Arachnophobia has a 92% rating based on 48 reviews at Rotten Tomatoes. The website's critical consensus reads, "Arachnophobia may not deliver genuine chills, but it's an affectionate, solidly built tribute to Hollywood's classic creature features." On Metacritic, the film has a score of 67 based on 22 reviews, indicating "generally favorable" reviews. Audiences polled by CinemaScore gave the film an average grade of "B+" on an A+ to F scale. Some people interested in spiders protested against the film, believing that it tarnished the public's view of spiders.

=== Accolades ===

| Award | Category | Subject | Result |
| Saturn Awards | Best Horror Film |  | Won |
| Best Director | Frank Marshall | Nominated |
| Best Writing | Don Jakoby | Nominated |
| Wesley Strick | Nominated |
| Best Actor | Jeff Daniels | Won |
| Best Supporting Actor | John Goodman | Nominated |
| 12th Young Artist Awards | Most Entertaining Family Youth Motion Picture - Comedy/Horror |  | Nominated |
| Best Young Supporting Actress | Marlene Katz | Nominated |

== Legacy ==
Researchers at the University of California, Riverside named a newly discovered worm species after Jeff Daniels' role in this movie. The worm, Tarantobelus jeffdanielsi, is one of only two known worms known to infect tarantulas.

== Merchandising ==
The video-game version of Arachnophobia was released in May 1991 for Amiga, Amstrad CPC, Commodore 64, and MS-DOS. Nicholas Edwards wrote a novelization of the film. Hollywood Comics (an imprint of Disney Comics) released a comic-book adaptation of the film, written by William Rotsler with art by Dan Spiegle. The characters in the comic adaptation bear little resemblance to those in the film.

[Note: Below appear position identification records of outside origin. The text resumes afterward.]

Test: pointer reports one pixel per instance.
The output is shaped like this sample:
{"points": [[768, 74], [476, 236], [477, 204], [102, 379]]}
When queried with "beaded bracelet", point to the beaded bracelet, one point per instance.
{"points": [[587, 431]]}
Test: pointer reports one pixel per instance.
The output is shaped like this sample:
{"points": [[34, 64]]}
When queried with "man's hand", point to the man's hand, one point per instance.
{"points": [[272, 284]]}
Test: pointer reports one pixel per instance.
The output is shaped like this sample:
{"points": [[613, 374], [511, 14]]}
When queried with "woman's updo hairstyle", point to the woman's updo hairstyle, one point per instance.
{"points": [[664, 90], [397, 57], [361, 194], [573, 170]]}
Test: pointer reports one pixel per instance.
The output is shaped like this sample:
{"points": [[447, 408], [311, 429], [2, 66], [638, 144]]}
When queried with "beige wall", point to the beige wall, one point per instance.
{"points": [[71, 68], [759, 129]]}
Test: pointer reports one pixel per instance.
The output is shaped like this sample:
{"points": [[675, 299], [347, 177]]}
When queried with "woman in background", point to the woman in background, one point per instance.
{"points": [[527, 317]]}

An Arachnophobia soundtrack album was released on July 18, 1990. It included Trevor Jones's instrumental music from the film, dialogue excerpts, and songs such as "Blue Eyes Are Sensitive to the Light" by Sara Hickman, "Caught in Your Web (Swear to Your Heart)" by Russell Hitchcock, and "I Left My Heart in San Francisco" by Tony Bennett.

== Future ==
In June 2022, it was announced that Atomic Monster and Amblin Partners would produce a remake of the film. James Wan and Michael Clear will serve as producers, while Frank Marshall who directed the original film will serve as executive producer; while Christopher Landon was hired to write and direct the movie.

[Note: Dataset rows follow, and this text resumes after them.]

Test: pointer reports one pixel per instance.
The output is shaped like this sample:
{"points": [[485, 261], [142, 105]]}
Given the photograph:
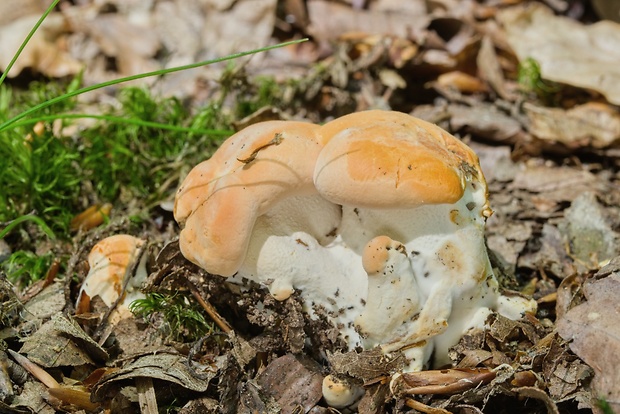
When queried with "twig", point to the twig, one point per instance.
{"points": [[219, 321], [277, 140]]}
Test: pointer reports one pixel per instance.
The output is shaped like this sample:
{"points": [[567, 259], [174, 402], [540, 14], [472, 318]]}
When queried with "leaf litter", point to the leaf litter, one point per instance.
{"points": [[548, 144]]}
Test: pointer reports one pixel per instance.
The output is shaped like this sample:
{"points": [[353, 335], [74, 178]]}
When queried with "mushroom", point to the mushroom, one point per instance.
{"points": [[110, 262], [339, 393], [376, 217]]}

Landon announced that he had left the project due to creative differences; explaining that his draft of the script would have included the return of John Goodman's character Delbert McClintock from the original in the story, and incorporated the use of body horror elements as well. Though he was no longer involved, the filmmaker confirmed that the project is in active development through its production studios.